All right, let me ‘grep’ the log to see what happened yesterday… Wait… There are 50 log files here!
Having many microservices involve lots of interactions, so lots of logging. It will be difficult to debug in case something went wrong in production. Where was it? Which log file? Which environment? Ops can get lost easily… Try to do accurate logging, and keep a correlation identifier to be able to trace the complete call stack throughout the different log files.
Be proactive and don’t wait for the customer to complain. Track any stacktrace that can occur, raise alerts and constantly fix all problems until your logs are “cleaned” and contains only useful and accurate information. A log monitoring tool (e.g. Splunk, Kibana…) will make sense in a microservices architecture.
We cannot test, the microservice we depend on is still not ready
When writing integration tests, mock all external dependencies of the microservice. Especially, if a team is still developing a microservice you depend on. You don’t want to wait for them to finish. E.g. you can take a look at Wiremock. On the opposite, for the end-to-end tests, try to provide a good and fast tool to run them locally, the use of embedded servers is a good way to achieve that.
I already mention it, deploy often to production, especially at the beginning, and don’t wait 6 months before deploying your microservices. Even if they are not useful (yet) from a business value point of view, you will be more confident when working on them, and then you can implement the business logic without worrying too much about the architecture. The earlier you test in production, the earlier you will see bugs and be able to fix them quickly.
Let’s design the API like that for now, something simple, we will change it later
It is not easy to be agile when designing an API, especially a public one. Once a version is released and start to be used, any big change will involve an API contract change. You will have to think about versioning your API and ultimately maintain different versions. It is important to spend some time at the beginning to define a good API contract that can evolve without breaking changes (ideally). That sounds waterfall to you? Well, that probably is…
Always keep in mind to be backward compatible (even if the calls are internal) and use API versioning. For example, don’t rename a field like that, but follow a longer and safer process, you should add the new field, keep the old one deprecated until all the clients have migrated, then you can delete it.
The ops guys need one day to deploy a couple of microservices, what is wrong with them?!
The ops team has to change its mindset, instead of deploying and monitoring a big and unique application, they will have to manage many little applications and make sure there are no communication failures.

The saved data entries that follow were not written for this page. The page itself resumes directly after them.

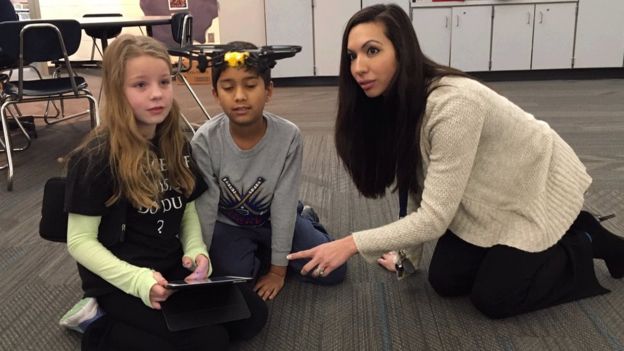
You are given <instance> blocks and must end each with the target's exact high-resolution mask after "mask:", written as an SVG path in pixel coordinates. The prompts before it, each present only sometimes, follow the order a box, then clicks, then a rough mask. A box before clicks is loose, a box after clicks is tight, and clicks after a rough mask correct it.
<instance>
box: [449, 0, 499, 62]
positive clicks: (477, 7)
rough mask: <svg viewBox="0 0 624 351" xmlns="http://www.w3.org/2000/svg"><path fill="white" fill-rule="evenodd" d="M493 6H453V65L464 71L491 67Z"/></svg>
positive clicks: (452, 50)
mask: <svg viewBox="0 0 624 351" xmlns="http://www.w3.org/2000/svg"><path fill="white" fill-rule="evenodd" d="M491 33H492V6H465V7H456V8H453V29H452V32H451V67H455V68H459V69H461V70H464V71H488V70H489V69H490V38H491Z"/></svg>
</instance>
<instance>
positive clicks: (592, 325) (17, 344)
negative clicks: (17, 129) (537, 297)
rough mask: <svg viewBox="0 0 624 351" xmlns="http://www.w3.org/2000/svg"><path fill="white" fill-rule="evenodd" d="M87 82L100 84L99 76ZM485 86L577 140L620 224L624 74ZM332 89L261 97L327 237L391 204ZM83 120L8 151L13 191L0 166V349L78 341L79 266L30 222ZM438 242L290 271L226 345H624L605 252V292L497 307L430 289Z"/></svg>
mask: <svg viewBox="0 0 624 351" xmlns="http://www.w3.org/2000/svg"><path fill="white" fill-rule="evenodd" d="M89 82H90V84H92V86H93V87H94V88H93V90H94V91H95V92H97V87H98V83H99V82H98V78H97V76H96V75H94V76H92V77H90V78H89ZM490 86H492V87H493V88H495V89H496V90H497V91H499V92H500V93H502V94H504V95H506V96H507V97H509V98H510V99H511V100H512V101H514V102H516V103H517V104H519V105H520V106H521V107H523V108H524V109H526V110H527V111H529V112H531V113H534V114H535V115H536V116H537V117H538V118H540V119H543V120H545V121H547V122H548V123H550V124H551V126H552V127H553V128H554V129H556V130H557V131H558V132H559V133H560V134H561V135H562V136H563V137H564V138H565V139H566V140H567V141H568V142H569V143H570V144H571V145H572V147H573V148H574V149H575V150H576V151H577V152H578V154H579V155H580V158H581V159H582V160H583V161H584V163H585V164H586V165H587V168H588V170H589V173H590V174H591V175H592V177H593V179H594V183H593V184H592V187H591V188H590V191H589V192H588V194H587V201H586V207H587V208H588V209H590V210H592V211H595V212H598V213H602V214H606V213H612V212H614V213H616V214H617V217H616V218H614V219H613V220H611V221H609V223H607V227H608V228H610V229H612V230H613V231H615V232H617V233H620V234H622V235H624V80H617V79H613V80H581V81H565V80H557V81H521V82H496V83H490ZM195 88H196V91H197V92H198V94H199V95H200V97H201V98H202V99H204V100H205V101H204V104H205V105H206V106H207V107H208V110H209V112H210V113H211V114H214V113H217V112H218V111H219V108H218V107H217V105H216V104H215V103H214V101H212V98H211V97H210V93H209V86H196V87H195ZM176 89H177V96H178V97H179V99H180V101H181V103H182V106H183V110H184V112H185V114H186V115H187V116H189V118H190V119H192V120H194V121H195V122H197V123H201V121H202V118H203V117H202V116H201V115H200V113H199V109H198V108H197V106H195V105H194V103H193V102H192V100H191V99H190V96H189V95H188V92H187V91H186V90H185V89H183V88H182V87H176ZM336 93H337V89H336V87H333V86H329V87H288V88H286V87H284V88H276V90H275V94H274V98H273V101H272V102H270V103H269V105H268V106H267V110H270V111H272V112H275V113H278V114H280V115H283V116H284V117H286V118H288V119H290V120H292V121H293V122H295V123H296V124H297V125H299V127H300V128H301V130H302V133H303V135H304V142H305V151H304V163H303V179H302V187H301V190H300V195H301V198H302V200H303V201H304V202H306V203H308V204H310V205H312V206H313V207H314V208H315V209H316V210H317V212H318V213H319V215H320V217H321V221H322V222H323V223H325V224H326V225H327V227H328V229H329V230H330V232H331V233H332V234H333V235H334V236H335V237H342V236H344V235H347V234H349V233H350V232H353V231H355V230H359V229H364V228H368V227H371V226H377V225H381V224H383V223H386V222H388V221H390V220H392V219H393V218H395V216H396V214H397V211H398V210H397V201H396V198H395V197H394V196H387V197H386V198H384V199H380V200H368V199H364V198H362V197H361V196H359V195H358V194H357V192H356V191H355V188H354V186H353V184H352V183H351V181H350V180H349V178H348V177H347V175H346V173H345V172H344V170H343V168H342V166H341V165H340V163H339V162H338V159H337V156H336V153H335V150H334V146H333V137H332V135H333V134H332V133H333V119H334V117H335V110H336V95H337V94H336ZM35 108H37V107H36V106H35V107H33V109H35ZM87 131H88V122H87V121H86V119H83V120H80V121H76V122H70V123H64V124H59V125H54V126H45V125H42V124H40V125H39V126H38V133H39V137H38V138H37V139H36V140H35V141H34V143H33V145H32V147H31V148H30V149H29V150H27V151H25V152H21V153H19V154H17V155H16V181H15V184H14V190H13V191H12V192H7V191H6V190H5V186H6V180H5V179H4V176H5V172H2V171H0V282H2V283H1V284H0V350H79V343H80V336H79V334H77V333H75V332H72V331H67V330H64V329H62V328H61V327H60V326H59V325H58V320H59V318H60V317H61V316H62V315H63V313H65V312H66V311H67V310H68V309H69V308H70V307H71V306H72V305H73V303H75V302H76V301H77V300H78V299H79V298H80V296H81V290H80V283H79V279H78V275H77V272H76V267H75V264H74V262H73V261H72V259H71V258H70V256H69V255H68V253H67V252H66V249H65V247H64V245H62V244H57V243H50V242H46V241H43V240H42V239H40V238H39V237H38V222H39V218H40V205H41V194H42V187H43V183H44V182H45V180H46V179H47V178H49V177H51V176H55V175H59V174H60V173H61V166H60V164H59V163H58V162H57V161H56V159H57V158H58V157H59V156H62V155H64V154H65V153H66V152H68V151H69V150H70V149H71V148H72V147H74V146H75V145H76V144H77V143H78V142H79V141H80V138H81V137H82V136H83V135H84V134H85V133H86V132H87ZM3 157H4V155H0V163H2V162H4V158H3ZM434 244H435V243H428V244H427V245H426V248H425V260H424V262H425V265H424V269H423V270H422V271H420V272H419V273H417V274H415V275H413V276H411V277H409V278H408V279H405V280H402V281H397V280H396V279H395V278H394V277H393V276H392V275H391V274H389V273H387V272H385V271H383V270H382V269H381V268H379V267H377V266H375V265H370V264H367V263H365V262H364V261H363V260H362V259H361V258H360V257H357V256H356V257H354V258H353V259H351V260H350V261H349V268H348V274H347V279H346V281H344V282H343V283H342V284H340V285H337V286H333V287H319V286H314V285H310V284H305V283H301V282H298V281H297V280H296V279H293V278H289V279H288V280H287V283H286V286H285V288H284V290H283V291H282V293H281V294H280V295H279V296H278V297H277V298H276V299H275V300H274V301H272V302H270V303H269V311H270V314H269V321H268V323H267V325H266V327H265V328H264V330H263V331H262V332H261V333H260V334H259V335H258V336H257V337H255V338H254V339H252V340H250V341H247V342H239V343H236V344H234V345H232V349H233V350H241V351H242V350H384V351H387V350H624V280H613V279H611V278H610V276H609V274H608V272H607V270H606V268H605V266H604V264H603V263H602V262H601V261H596V264H595V269H596V274H597V276H598V279H599V281H600V282H601V283H602V284H603V285H604V286H605V287H607V288H609V289H610V290H612V292H611V293H609V294H606V295H603V296H599V297H595V298H591V299H585V300H581V301H577V302H572V303H568V304H564V305H561V306H557V307H554V308H549V309H545V310H541V311H537V312H533V313H530V314H526V315H521V316H517V317H513V318H508V319H504V320H496V321H493V320H489V319H487V318H486V317H484V316H482V315H481V314H479V313H478V312H477V311H476V310H475V308H474V307H473V306H472V305H471V304H470V302H469V301H468V299H467V298H453V299H447V298H441V297H439V296H438V295H436V294H435V292H434V291H433V290H432V288H431V287H430V286H429V284H428V282H427V265H428V262H429V259H430V257H431V253H432V250H433V247H434Z"/></svg>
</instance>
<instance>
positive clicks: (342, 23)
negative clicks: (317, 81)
mask: <svg viewBox="0 0 624 351" xmlns="http://www.w3.org/2000/svg"><path fill="white" fill-rule="evenodd" d="M359 10H360V0H341V1H335V0H315V1H314V61H315V64H314V65H315V68H316V72H315V73H316V75H317V76H337V75H338V71H339V69H340V50H341V45H342V35H343V33H344V29H345V27H346V25H347V21H348V20H349V18H351V16H353V14H354V13H356V12H357V11H359Z"/></svg>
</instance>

From a couple of manual steps, they are ending up with many tedious steps. They will be quickly overwhelmed if they keep the same habits and spirit, especially the number of microservices will grow over time.
They will need to automatize their work and avoid any manual and error-prone step. Adopting a microservices architecture forces you to do “real” DevOps. The developer has to participate in the deployment, it is not about just giving a file anymore and counting on the ops to do the job. The developer has to be involved. Ideally, an ops guy will be dedicated to the team to make sure the network configuration is correct, the health checks are existing and working fine, participate to stand-ups and even seat with the dev team. You will need to start thinking about using a deployment tool such as Ansible.
We have spent 6 months on this architecture, it is working very well… It is just that we have 50 users!
Last advice, don’t try to do everything at once. You have to tackle with so many problematics already. You can put aside some stuff like self-healing, service discovery, circuit breaker, auto scaling, etc. The use of retries and multiple instances will be sufficient at the beginning. But keep in mind, you will have to implement them at some point, especially when your system is successful and used by thousands of users.